Fortunately, image wasn’t everything Monday night with the Eroica Trio, which nevertheless wasn’t beyond making the most of appearances. Lots of sequins. Lots of skin. Well, it was a warm evening.

But the three young women who make up the Eroica Trio--Erika Nickrenz, piano; Adela Pena, violin, and Sara Sant’Ambrogio, cello--quickly forced one to forget about looks. In closing the seventh season of Chamber Music Under the Stars at John Anson Ford Amphitheatre, the Eroica turned out to be a highly accomplished, serious and compelling presence.

In Beethoven’s jolly Trio in B-flat, Opus 11, the trio revealed muscle and grace in equal parts, finely honed ensemble skills and individual playing of polished character. Interpretive niceties didn’t fall by the wayside either, as when the group showed just how stodgy the finale’s theme (by Joseph Weigl) is, and thereby pointed up just how inspired Beethoven’s variations are.

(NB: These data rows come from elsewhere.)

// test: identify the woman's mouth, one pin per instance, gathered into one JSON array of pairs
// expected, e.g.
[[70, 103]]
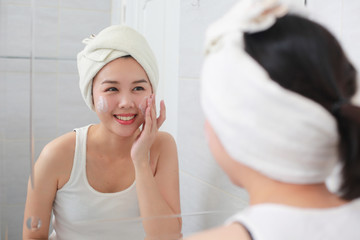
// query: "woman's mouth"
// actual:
[[125, 119]]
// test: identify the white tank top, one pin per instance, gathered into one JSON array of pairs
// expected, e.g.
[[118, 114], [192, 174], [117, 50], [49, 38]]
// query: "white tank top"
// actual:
[[279, 222], [81, 212]]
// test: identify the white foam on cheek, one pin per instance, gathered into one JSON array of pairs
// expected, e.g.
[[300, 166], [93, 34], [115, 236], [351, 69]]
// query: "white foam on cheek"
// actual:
[[102, 105], [142, 105]]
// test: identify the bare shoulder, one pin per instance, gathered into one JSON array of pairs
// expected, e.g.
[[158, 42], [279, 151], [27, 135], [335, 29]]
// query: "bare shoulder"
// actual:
[[164, 144], [57, 156], [164, 138], [233, 231]]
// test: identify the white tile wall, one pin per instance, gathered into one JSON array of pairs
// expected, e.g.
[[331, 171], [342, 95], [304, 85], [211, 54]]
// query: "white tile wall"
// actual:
[[59, 28], [195, 16], [46, 31], [62, 24], [17, 30], [17, 105], [204, 186], [75, 25]]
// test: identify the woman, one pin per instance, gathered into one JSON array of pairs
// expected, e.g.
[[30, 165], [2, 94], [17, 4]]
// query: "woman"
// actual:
[[98, 179], [277, 94]]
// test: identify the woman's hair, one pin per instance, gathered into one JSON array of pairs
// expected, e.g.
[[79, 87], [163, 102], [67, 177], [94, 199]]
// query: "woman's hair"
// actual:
[[304, 57]]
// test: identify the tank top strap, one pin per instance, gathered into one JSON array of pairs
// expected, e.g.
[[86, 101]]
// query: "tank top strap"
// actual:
[[79, 160]]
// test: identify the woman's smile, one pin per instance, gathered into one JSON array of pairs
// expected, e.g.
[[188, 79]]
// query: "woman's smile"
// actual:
[[125, 119]]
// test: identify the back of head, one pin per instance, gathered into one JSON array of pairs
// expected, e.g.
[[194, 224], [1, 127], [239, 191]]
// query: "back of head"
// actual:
[[276, 89], [304, 57]]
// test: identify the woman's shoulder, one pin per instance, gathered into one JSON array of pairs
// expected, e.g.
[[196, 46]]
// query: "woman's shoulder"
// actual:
[[60, 146], [58, 153], [164, 143], [164, 139], [232, 231]]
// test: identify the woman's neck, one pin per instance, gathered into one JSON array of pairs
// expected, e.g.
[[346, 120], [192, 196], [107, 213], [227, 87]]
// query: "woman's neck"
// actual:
[[107, 142]]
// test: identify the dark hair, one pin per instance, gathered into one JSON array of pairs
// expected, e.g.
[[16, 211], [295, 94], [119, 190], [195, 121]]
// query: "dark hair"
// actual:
[[304, 57]]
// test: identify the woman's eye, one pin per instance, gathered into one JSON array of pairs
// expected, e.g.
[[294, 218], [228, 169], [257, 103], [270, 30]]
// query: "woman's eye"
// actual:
[[138, 88], [112, 89]]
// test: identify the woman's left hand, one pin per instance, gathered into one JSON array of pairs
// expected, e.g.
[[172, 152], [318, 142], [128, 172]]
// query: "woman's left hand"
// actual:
[[140, 151]]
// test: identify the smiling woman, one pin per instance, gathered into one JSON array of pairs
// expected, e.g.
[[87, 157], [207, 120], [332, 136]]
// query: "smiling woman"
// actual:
[[111, 170]]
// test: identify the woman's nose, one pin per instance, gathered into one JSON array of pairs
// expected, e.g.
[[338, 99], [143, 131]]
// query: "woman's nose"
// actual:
[[126, 101]]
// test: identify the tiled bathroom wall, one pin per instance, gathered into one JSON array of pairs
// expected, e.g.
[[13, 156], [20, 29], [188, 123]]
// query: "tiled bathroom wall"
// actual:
[[58, 108], [57, 27], [204, 186]]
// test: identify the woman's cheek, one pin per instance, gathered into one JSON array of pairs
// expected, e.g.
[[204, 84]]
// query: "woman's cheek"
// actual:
[[102, 105]]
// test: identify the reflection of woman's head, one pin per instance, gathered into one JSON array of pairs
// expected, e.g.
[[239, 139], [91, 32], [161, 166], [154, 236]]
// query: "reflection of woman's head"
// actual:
[[275, 90], [111, 43], [304, 57]]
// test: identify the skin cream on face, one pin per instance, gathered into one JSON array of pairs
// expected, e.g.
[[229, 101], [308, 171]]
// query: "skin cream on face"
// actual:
[[102, 105], [142, 105]]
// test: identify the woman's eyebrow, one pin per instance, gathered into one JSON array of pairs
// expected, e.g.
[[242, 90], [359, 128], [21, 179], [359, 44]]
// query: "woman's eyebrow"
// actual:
[[109, 82], [140, 81]]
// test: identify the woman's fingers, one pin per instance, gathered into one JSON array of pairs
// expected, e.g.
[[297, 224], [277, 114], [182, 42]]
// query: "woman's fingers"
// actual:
[[160, 120]]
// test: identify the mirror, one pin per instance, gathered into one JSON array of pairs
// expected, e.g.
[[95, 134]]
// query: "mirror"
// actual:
[[40, 99]]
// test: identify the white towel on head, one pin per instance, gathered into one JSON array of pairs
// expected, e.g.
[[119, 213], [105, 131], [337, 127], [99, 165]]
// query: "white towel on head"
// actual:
[[111, 43], [277, 132]]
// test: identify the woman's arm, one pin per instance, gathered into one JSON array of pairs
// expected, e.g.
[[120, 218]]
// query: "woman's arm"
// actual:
[[158, 192], [49, 169]]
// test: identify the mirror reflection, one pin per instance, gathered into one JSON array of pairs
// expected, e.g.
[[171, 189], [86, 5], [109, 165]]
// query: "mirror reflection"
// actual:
[[39, 44]]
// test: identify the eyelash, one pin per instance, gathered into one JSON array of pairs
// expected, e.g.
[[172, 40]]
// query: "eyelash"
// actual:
[[138, 88], [112, 89]]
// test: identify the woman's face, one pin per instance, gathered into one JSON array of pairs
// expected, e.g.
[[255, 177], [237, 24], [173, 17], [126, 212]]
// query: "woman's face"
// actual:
[[120, 90]]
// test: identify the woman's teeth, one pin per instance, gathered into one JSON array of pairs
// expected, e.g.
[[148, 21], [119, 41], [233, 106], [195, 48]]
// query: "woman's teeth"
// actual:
[[123, 118]]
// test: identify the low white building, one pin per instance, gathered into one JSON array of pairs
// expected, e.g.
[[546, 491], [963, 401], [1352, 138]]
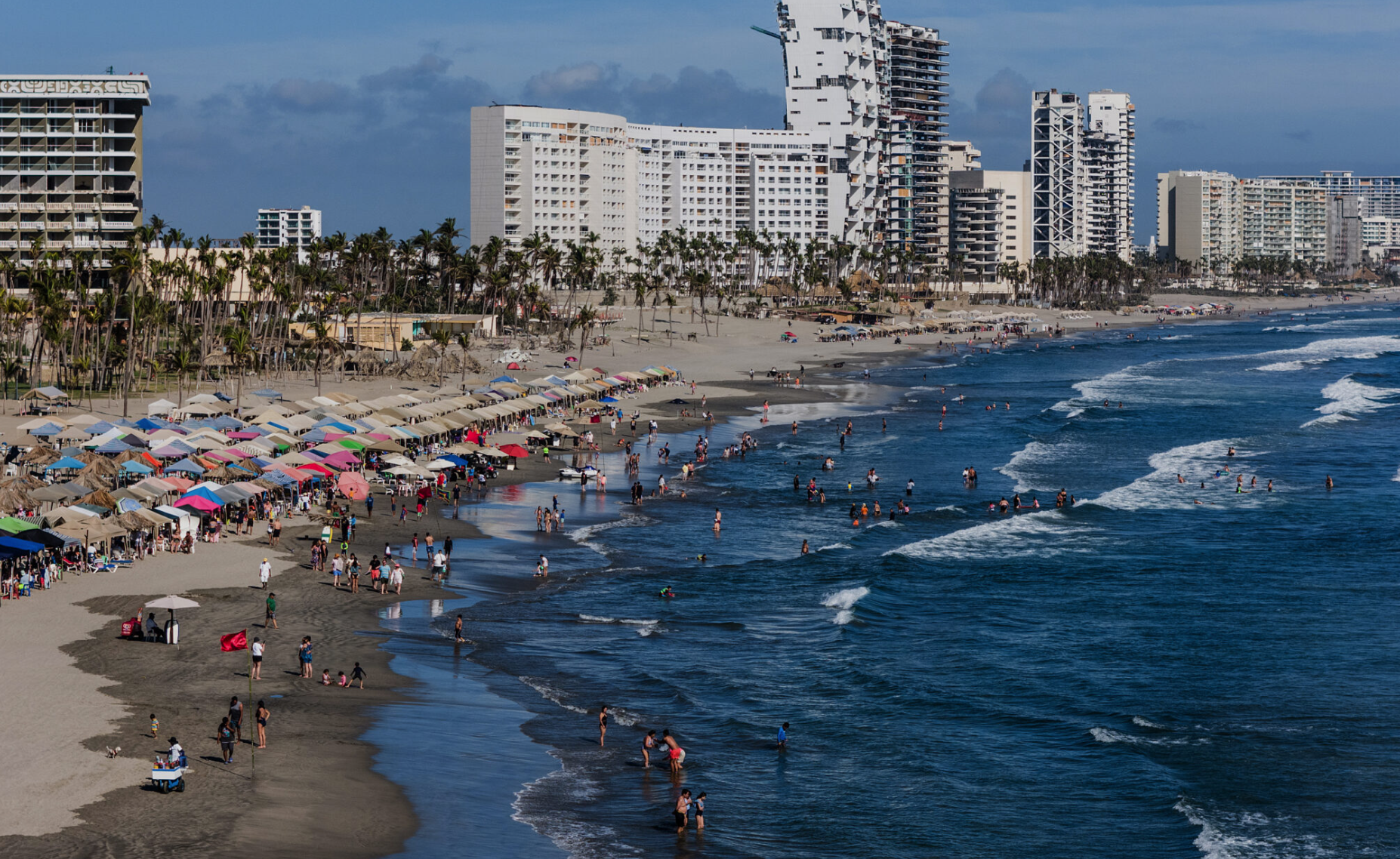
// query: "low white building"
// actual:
[[288, 227]]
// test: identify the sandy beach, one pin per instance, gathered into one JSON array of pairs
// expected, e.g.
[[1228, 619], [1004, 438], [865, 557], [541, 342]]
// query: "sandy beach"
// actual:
[[86, 690]]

Mendelssohn’s D-minor Trio, Opus 49, became an opportunity for virtuosic display, and though there was never a lack of emotional weight, swift tempos did the job. Unlike the Mendelssohn, however, the Brahms Hungarian Dance played in encore seemed merely display, with its too-fast tempos and showy shifts of gear impressively negotiated.

The fierce reading of Shostakovich’s E-minor Trio, Opus 67, was prefaced by cellist Sant’Ambrogio’s spoken interpretation of its meaning, which contained a few stretchers. The performance had it all though--vigor, restraint, monumental effects, whispered nuances, sinister darkness and comedy. It revealed the work to be its usual unequivocally enigmatic self.